The only significant distinction between the Islamic waqf and English trust was "the express or implied reversion of the waqf to charitable purposes when its specific object has ceased to exist", though this difference only applied to the waqf ahli (Islamic family trust) rather than the waqf khairi (devoted to a charitable purpose from its inception). Another difference was the English vesting of "legal estate" over the trust property in the trustee, though the "trustee was still bound to administer that property for the benefit of the beneficiaries." In this sense, the "role of the English trustee therefore does not differ significantly from that of the mutawalli."
Personal trust law developed in England at the time of the Crusades, during the 12th and 13th centuries. The Court of Chancery, under the principles of equity, enforced the rights of absentee Crusaders who had made temporary assignments of their lands to caretakers. It has been speculated that this development may have been influenced by the waqf institutions in the Middle East.
Thus, the English common law trust may be a generalization of the legal concept of the waqf.
Also the waqf in its charitable trust form is probably a larger share of the non-profit sector than the latter developed non-profit organization, which is governed in a more democratic manner by a collective board or group of members in many cases, rather than merely by a trustee. The shift from charitable trusts to non-profit organizations in the West, more or less, coincides with the general rise of democratic institutions, not merely at the governmental level, but at the same time in religious and charitable institution, particular after the Christian Reformation in the 16th century.
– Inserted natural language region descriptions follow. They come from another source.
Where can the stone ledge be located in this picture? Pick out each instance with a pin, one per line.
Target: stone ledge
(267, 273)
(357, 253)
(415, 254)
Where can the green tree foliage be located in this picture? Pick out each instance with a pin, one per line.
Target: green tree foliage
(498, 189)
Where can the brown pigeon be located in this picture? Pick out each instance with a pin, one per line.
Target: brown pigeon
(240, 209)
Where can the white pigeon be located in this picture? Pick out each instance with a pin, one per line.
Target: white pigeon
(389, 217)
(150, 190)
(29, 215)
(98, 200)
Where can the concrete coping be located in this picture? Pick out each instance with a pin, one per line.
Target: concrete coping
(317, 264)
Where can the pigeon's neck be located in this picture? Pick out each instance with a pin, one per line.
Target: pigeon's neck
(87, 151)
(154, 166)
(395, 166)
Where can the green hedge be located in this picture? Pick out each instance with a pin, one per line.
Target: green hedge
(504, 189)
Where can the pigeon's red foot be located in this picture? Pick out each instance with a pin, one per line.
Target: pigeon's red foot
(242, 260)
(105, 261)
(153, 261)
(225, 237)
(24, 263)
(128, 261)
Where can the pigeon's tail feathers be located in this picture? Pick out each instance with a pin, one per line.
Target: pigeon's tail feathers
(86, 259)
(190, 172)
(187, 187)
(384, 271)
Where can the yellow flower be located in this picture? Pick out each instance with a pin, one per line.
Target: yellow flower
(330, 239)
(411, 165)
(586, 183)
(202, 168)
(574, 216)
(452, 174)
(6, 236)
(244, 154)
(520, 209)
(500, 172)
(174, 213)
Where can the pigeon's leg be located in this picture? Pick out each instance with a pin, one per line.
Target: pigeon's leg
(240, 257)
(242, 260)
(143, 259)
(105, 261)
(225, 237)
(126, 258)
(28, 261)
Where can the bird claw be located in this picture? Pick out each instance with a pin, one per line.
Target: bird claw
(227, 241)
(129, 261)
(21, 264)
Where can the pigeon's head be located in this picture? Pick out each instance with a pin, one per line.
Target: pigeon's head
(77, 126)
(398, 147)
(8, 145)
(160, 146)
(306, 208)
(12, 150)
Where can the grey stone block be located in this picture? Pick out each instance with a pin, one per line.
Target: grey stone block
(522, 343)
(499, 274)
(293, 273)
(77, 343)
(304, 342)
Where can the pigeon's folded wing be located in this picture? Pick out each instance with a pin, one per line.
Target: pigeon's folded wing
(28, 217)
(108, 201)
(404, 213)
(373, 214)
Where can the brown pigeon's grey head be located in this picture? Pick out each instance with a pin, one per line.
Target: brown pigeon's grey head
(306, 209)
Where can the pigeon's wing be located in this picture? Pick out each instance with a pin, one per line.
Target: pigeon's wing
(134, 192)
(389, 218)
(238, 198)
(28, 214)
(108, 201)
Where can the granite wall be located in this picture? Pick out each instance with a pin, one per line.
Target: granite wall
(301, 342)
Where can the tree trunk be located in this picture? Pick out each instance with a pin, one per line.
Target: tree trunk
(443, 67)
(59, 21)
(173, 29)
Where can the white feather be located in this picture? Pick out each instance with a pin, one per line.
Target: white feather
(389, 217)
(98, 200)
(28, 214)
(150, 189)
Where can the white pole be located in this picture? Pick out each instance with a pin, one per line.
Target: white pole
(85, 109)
Unlike many Western non-profit organizations which will often have many contributor/members who are on somewhat equal footing, a waqf will generally have either a single founder or very small number of founders, whose founding contribution to the waqf is different in kind from the donations of pilgrims and others who utilize the beneftis of the waqf.
But, unlike a "private foundation" in the U.S., which has many similarities, the purpose of a waqf is some very specific form of charitable activity rather than mere to benefit charity with funds derived from the main private donors generally.